Il avait les joues enflammées, ses yeux brillaient.

« Écoutez, Kolia, vous serez très malheureux dans la vie, dit tout à coup Aliocha.

— Je le sais, je le sais. Comme vous devinez tout ! confirma aussitôt Kolia.

— Mais, dans l’ensemble, vous bénirez pourtant la vie.

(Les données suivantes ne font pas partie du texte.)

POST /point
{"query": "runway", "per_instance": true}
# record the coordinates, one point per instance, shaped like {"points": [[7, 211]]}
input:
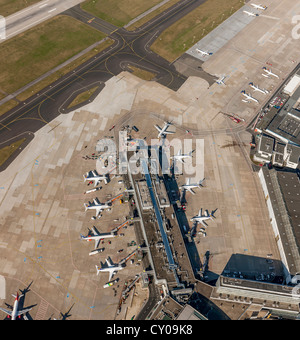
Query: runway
{"points": [[129, 48]]}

— C’est ça. Hourra ! Vous êtes un prophète ! Nous nous entendrons, Karamazov. Savez-vous, ce qui m’enchante le plus, c’est que vous me traitiez tout à fait en égal. Or, nous ne sommes pas égaux, vous êtes supérieur ! Mais nous nous entendrons. Je me disais depuis un mois : « Ou nous serons tout de suite amis pour toujours, ou nous nous séparerons ennemis jusqu’au tombeau ! »

— Et en parlant ainsi, vous m’aimiez déjà, bien sûr ! dit Aliocha avec un rire joyeux.

— Je vous aimais énormément, je vous aimais et je rêvais de vous ! Et comment pouvez-vous tout deviner ? Bah, voici le docteur. Mon Dieu, il dit quelque chose, regardez quelle figure il a ! »

  1. Les études du grand critique Biélinski (1811-1848) sur Pouchkine et, en particulier, sur Eugène Oniéguine sont réputées. Tatiana est l’héroïne de ce célèbre poème.
  2. En français dans le texte.
  3. La Troisième section, police secrète politique, avait son siège près du pont des Chaînes – Tsiépnoï Most.
  4. La célèbre revue éditée par Herzen à Londres et introduite clandestinement en Russie.